Let v_p(k) be the exponent of p in the prime factorisation of k. Then we have

v_p(F(n)) = v_p(n) + v_p(F(n-1)) + v_p(F(n-2))

and we know that v_p(F(k)) = 0 for k < p. So (assuming p is not too small to understand what goes on):

v_p(F(n))     = v_p(n) +   v_p(F(n-1))  +   v_p(F(n-2))
v_p(F(p))     =   1    +       0        +       0        =  1
v_p(F(p+1))   =   0    +       1        +       0        =  1
v_p(F(p+2))   =   0    +       1        +       1        =  2
v_p(F(p+3))   =   0    +       2        +       1        =  3
v_p(F(p+4))   =   0    +       3        +       2        =  5
v_p(F(p+5))   =   0    +       5        +       3        =  8

So we get Fibonacci numbers for the exponents, v_p(F(p+k)) = Fib(k+1) - for a while, since later multiples of p inject further powers of p,

v_p(F(2*p-1)) =   0    +     Fib(p-1)   +     Fib(p-2)   =     Fib(p)
v_p(F(2*p))   =   1    +     Fib(p)     +     Fib(p-1)   = 1 + Fib(p+1)
v_p(F(2*p+1)) =   0    + (1 + Fib(p+1)) +     Fib(p)     = 1 + Fib(p+2)
v_p(F(2*p+2)) =   0    + (1 + Fib(p+2)) + (1 + Fib(p+1)) = 2 + Fib(p+3)
v_p(F(2*p+3)) =   0    + (2 + Fib(p+3)) + (1 + Fib(p+2)) = 3 + Fib(p+4)

but the additional powers from 2*p also follow a nice Fibonacci pattern, and we have v_p(F(2*p+k)) = Fib(p+k+1) + Fib(k+1) for 0 <= k < p.

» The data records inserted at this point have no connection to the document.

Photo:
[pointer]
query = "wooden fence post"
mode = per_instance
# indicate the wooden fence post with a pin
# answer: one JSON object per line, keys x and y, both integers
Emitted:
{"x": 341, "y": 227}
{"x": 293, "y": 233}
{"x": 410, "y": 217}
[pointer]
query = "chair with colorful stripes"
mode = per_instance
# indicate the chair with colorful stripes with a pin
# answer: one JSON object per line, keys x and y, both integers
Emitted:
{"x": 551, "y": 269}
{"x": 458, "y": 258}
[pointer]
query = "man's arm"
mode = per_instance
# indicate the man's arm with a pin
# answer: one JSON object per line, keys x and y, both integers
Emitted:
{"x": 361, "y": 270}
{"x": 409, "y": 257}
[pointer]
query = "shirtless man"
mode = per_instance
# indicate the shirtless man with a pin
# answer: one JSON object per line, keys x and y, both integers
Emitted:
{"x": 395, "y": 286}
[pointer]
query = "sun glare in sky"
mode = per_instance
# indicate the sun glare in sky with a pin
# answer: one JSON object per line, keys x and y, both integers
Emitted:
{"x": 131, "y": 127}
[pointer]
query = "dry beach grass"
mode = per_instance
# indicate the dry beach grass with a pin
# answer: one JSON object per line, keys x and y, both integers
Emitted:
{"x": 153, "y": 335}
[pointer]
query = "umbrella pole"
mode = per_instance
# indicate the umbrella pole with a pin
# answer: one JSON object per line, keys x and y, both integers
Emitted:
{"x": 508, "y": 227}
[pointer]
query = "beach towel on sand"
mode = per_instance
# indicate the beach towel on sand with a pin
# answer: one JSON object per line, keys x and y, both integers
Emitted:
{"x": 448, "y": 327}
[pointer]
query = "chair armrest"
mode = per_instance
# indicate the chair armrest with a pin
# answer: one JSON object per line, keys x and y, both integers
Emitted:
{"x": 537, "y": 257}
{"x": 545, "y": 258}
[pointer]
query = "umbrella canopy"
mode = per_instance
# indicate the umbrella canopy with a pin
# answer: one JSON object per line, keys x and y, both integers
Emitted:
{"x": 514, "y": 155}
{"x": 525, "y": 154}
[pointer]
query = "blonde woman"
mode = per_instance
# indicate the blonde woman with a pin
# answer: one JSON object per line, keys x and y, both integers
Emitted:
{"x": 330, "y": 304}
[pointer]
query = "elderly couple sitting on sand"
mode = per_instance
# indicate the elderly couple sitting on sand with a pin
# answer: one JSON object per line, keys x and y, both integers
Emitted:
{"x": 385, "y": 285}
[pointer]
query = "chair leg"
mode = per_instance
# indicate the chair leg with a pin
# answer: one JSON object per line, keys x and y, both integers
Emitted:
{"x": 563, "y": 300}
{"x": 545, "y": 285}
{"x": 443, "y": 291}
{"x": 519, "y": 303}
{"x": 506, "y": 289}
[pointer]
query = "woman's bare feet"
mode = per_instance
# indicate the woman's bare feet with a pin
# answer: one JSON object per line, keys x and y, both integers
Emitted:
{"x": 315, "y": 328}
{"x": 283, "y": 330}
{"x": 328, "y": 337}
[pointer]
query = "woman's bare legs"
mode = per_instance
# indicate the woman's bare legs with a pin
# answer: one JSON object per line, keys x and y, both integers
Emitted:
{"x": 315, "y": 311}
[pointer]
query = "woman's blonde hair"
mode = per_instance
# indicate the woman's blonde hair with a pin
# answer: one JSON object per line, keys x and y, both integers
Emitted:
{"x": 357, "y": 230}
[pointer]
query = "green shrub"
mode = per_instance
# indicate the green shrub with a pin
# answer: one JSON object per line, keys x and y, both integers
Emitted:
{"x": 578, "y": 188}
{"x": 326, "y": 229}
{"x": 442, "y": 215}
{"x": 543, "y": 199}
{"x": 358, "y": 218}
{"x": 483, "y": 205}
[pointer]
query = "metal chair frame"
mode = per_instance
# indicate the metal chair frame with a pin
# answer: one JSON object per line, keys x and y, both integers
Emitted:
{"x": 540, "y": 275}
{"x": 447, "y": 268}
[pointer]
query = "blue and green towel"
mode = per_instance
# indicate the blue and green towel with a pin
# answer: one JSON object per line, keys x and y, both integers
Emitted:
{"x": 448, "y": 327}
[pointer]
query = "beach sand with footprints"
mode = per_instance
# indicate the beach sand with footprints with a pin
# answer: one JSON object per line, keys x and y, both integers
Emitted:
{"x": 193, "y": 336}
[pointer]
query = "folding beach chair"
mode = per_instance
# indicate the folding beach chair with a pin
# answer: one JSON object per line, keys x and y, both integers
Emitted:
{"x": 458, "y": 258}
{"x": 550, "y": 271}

For further multiples of p, we get another Fibonacci summand in the exponent, so

            n/p
v_p(F(n)) =  ∑ Fib(n + 1 - k*p)
            k=1

-- until n >= p², because multiples of p² contribute two to the exponent, and the corresponding summand would have to be multiplied by 2; for multiples of p³, by 3 etc.

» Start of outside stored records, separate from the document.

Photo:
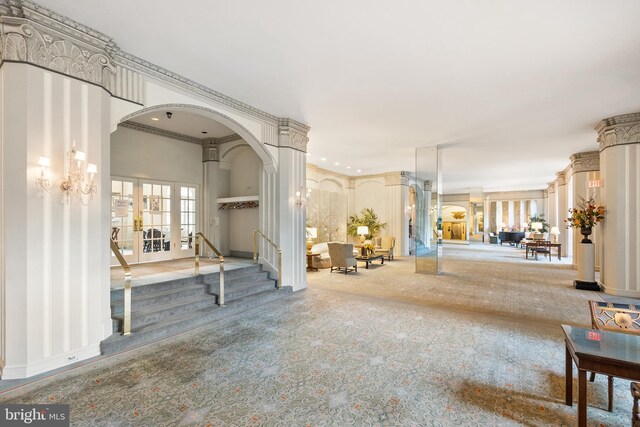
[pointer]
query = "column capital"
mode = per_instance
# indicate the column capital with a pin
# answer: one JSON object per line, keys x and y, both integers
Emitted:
{"x": 293, "y": 134}
{"x": 561, "y": 178}
{"x": 585, "y": 162}
{"x": 619, "y": 130}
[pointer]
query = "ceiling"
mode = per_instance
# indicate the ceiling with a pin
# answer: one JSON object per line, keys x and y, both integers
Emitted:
{"x": 510, "y": 89}
{"x": 184, "y": 123}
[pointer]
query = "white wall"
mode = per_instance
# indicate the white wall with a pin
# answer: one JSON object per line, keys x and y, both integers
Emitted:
{"x": 55, "y": 278}
{"x": 144, "y": 155}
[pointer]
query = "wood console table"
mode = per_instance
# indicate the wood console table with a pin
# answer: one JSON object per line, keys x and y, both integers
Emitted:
{"x": 592, "y": 350}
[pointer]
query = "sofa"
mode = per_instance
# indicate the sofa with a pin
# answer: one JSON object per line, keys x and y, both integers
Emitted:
{"x": 323, "y": 260}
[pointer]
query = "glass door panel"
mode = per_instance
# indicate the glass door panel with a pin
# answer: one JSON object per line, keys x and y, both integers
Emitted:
{"x": 156, "y": 217}
{"x": 188, "y": 224}
{"x": 123, "y": 223}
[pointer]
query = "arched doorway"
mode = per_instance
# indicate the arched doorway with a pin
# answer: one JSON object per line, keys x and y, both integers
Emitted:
{"x": 166, "y": 181}
{"x": 454, "y": 223}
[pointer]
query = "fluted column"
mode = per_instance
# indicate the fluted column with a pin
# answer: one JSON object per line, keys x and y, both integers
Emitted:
{"x": 211, "y": 180}
{"x": 585, "y": 168}
{"x": 619, "y": 144}
{"x": 561, "y": 194}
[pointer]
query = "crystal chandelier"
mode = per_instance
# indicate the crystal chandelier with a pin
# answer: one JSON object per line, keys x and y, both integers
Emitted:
{"x": 78, "y": 179}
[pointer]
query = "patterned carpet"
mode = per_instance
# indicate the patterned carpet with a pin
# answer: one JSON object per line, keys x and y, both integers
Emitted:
{"x": 478, "y": 345}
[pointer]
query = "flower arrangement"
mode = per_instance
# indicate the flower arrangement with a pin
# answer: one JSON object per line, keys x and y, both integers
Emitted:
{"x": 586, "y": 215}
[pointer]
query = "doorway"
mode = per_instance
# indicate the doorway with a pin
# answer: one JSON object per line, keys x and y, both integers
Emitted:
{"x": 153, "y": 220}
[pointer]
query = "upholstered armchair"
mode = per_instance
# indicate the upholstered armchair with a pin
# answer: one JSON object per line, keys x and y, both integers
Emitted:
{"x": 342, "y": 258}
{"x": 385, "y": 247}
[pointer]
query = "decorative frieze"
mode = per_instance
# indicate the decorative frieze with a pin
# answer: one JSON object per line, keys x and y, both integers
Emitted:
{"x": 619, "y": 130}
{"x": 293, "y": 134}
{"x": 22, "y": 42}
{"x": 585, "y": 162}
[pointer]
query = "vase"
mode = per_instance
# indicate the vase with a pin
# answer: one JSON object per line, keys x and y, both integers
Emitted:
{"x": 586, "y": 232}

One can also split the contributions of multiples of higher powers of p, so one would get one Fibonacci summand due to it being a multiple of p, one for it being a multiple of p², one for being a multiple of p³ etc, that yields

              n/p                    n/p²                    n/p³
v_p(F(n)) =    ∑ Fib(n + 1 - k*p)  +  ∑ Fib(n + 1 - k*p²)  +  ∑ Fib(n + 1 - k*p³)  + ...
              k=1                    k=1                     k=1

Now, in particular for the smaller primes, these sums have a lot of terms, and computing them that way would be slow. Fortunately, there is a closed formula for sums of Fibonacci numbers whose indices are an arithmetic progression, for 0 < a <= s

 m
 ∑ Fib(a + k*s) = (Fib(a + (m+1)*s) - (-1)^s * Fib(a + m*s) - (-1)^a * Fib(s - a) - Fib(a)) / D(s)
k=0

where

D(s) = Luc(s) - 1 - (-1)^s

and Luc(k) is the k-th Lucas number, Luc(k) = Fib(k+1) + Fib(k-1).

For our purposes, we only need the Fibonacci numbers modulo 10^9 + 7, then the division must be replaced by a multiplication with the modular inverse of D(s).

Using these facts, the number of divisors of F(n) modulo 10^9+7 can be computed in the allowed time for n <= 10^6 (about 0.06 seconds on my old 32-bit box), although with Python, on the testing machines, further optimisations might be necessary.